The AfDB considers it necessary to strengthen social protection programs
August 28, 2022 | 00:00
MANILA, Philippines — Asian countries need to strengthen and expand their social protection programs to prepare for the impact of climate change, according to the Asian Development Bank (AfDB).
In the latest blog from the multilateral lender, AfDB Social Sector Specialist Amir Jilani said there is a need for countries in the region to strengthen their social protection programs as the region is the most disaster prone and vulnerable to the impact of climate change.
Of the 10 countries most affected by climate change, six are in Asia.
“While poor communities in Asia have contributed the least to global warming, they are now experiencing the worst of the climate crisis,” Jilani said, noting that an average of more than 40,000 people in the region are killed each year. by storms, floods and other natural disasters, with women and girls more likely than men to die from climate-related disasters.
“The combination of densely populated urban and coastal areas, lowlands and many small islands means that developing countries in Asia will continue to be seriously threatened by climate change. Indeed, all aspects of life, from health and nutrition to security and income, will be affected,” Jilani said.
Through social protection measures, he said countries would be able to build resilience and protect the most vulnerable against climate, health and socio-economic shocks.
He said the COVID-19 pandemic has shown the importance of having strong social protection systems as they have not only mitigated income and job losses but also helped prevent the spread of the virus, as well as deaths.
Countries that have boosted social assistance using digital tools to help households during the pandemic include the Philippines, Pakistan, Mongolia and Cambodia.
“As we emerge from the immediate crisis period, building adaptive and shock-responsive social protection systems has become more important than ever,” he said.
According to Jilani, countries could strengthen the role of social protection in responding to the challenge of climate change through universal delivery systems that allow automatic and effective extension of social protection to vulnerable populations.
This would include universal coverage of digital ID systems and social registries; strengthen registration options for vulnerable groups; improve the integration and interoperability of large-scale databases, including early warning systems to forecast needs and promote early action; and have robust payment mechanisms.
Jilani said expanding social protection coverage to the most vulnerable, including children, women, older people, people with disabilities and people in the informal sector or groups hardest hit by shocks, would be also beneficial.
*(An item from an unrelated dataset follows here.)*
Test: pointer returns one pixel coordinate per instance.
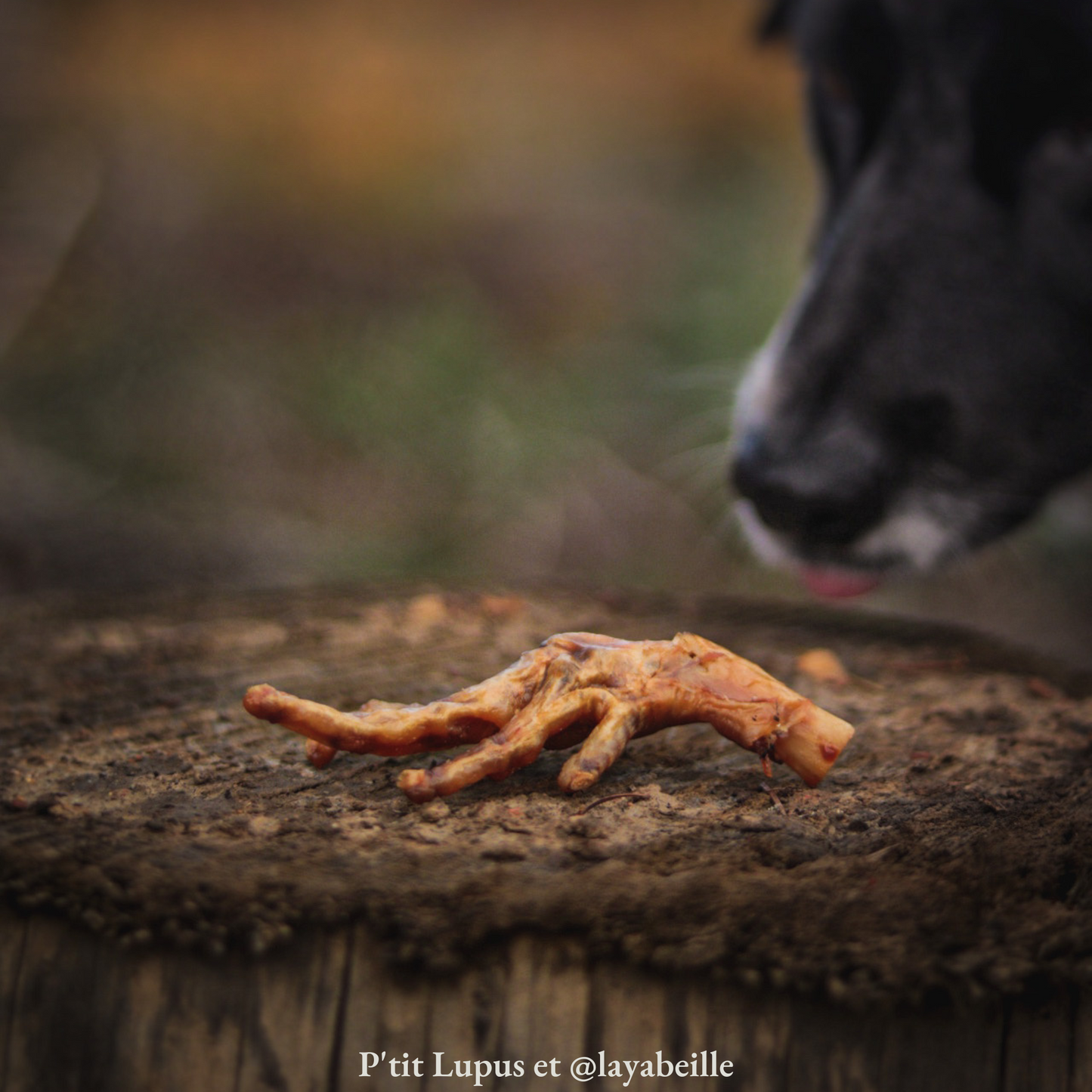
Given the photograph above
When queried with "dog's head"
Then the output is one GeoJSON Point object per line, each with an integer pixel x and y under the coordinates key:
{"type": "Point", "coordinates": [933, 382]}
“While expanding coverage involves trade-offs and fiscal considerations, there is ample evidence documenting the positive multiplier effects of social transfers on the economy. The cost-effectiveness of these programs, especially when they enable the poor to recover quickly from shocks or avoid adverse coping behaviors, can be substantial,” he added.
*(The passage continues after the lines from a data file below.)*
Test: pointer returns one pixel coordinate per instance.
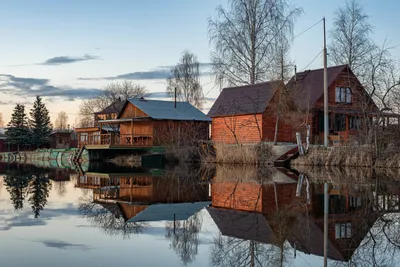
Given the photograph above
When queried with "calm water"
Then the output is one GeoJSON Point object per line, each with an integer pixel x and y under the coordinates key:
{"type": "Point", "coordinates": [185, 216]}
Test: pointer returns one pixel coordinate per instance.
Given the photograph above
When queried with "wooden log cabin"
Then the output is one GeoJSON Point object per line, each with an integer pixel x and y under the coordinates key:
{"type": "Point", "coordinates": [248, 114]}
{"type": "Point", "coordinates": [144, 123]}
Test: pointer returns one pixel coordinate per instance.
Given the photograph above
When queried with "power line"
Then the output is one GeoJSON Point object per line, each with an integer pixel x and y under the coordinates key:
{"type": "Point", "coordinates": [312, 61]}
{"type": "Point", "coordinates": [309, 28]}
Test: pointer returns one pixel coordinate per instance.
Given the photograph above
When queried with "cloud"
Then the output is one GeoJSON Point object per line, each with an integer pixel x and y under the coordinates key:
{"type": "Point", "coordinates": [159, 73]}
{"type": "Point", "coordinates": [30, 87]}
{"type": "Point", "coordinates": [63, 245]}
{"type": "Point", "coordinates": [67, 60]}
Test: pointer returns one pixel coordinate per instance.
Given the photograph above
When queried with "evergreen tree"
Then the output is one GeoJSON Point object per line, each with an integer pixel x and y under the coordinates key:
{"type": "Point", "coordinates": [39, 189]}
{"type": "Point", "coordinates": [18, 133]}
{"type": "Point", "coordinates": [39, 123]}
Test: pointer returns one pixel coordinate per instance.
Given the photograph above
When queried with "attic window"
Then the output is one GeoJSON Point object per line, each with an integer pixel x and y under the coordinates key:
{"type": "Point", "coordinates": [343, 95]}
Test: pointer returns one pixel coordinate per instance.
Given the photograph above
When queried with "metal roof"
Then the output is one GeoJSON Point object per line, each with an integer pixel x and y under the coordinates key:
{"type": "Point", "coordinates": [165, 110]}
{"type": "Point", "coordinates": [166, 212]}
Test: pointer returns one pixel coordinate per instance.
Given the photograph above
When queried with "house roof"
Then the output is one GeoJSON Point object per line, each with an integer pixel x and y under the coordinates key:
{"type": "Point", "coordinates": [166, 212]}
{"type": "Point", "coordinates": [165, 110]}
{"type": "Point", "coordinates": [308, 86]}
{"type": "Point", "coordinates": [247, 99]}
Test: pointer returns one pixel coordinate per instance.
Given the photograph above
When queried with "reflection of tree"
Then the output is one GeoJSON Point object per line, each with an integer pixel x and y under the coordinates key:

Conducting poverty, risk and vulnerability assessments, Jilani said, would help in selecting beneficiaries and understanding household needs.
Additionally, countries can provide “climate-smart” social protection systems to support climate change adaptation and mitigation.
“These include shock and weather-indexed insurance schemes, economic inclusion (graduation) programs that help diversify livelihoods, and temporary social assistance linked to job training for vulnerable workers,” Jilani said.
In the Philippines, the pilot project of an AfDB-supported graduation approach has helped build household resilience to the pandemic in terms of financial security, food security and mental health.
Jilani said that having a coherent policy and greater collaboration with those involved in climate change, disaster risk management and humanitarian response through mechanisms such as multi-sector technical working groups, National coordination and standardized guidelines would also help strengthen social protection.
“Finally, countries need to invest in the human and financial capacities needed to make social protection systems more adaptive,” Jilani added.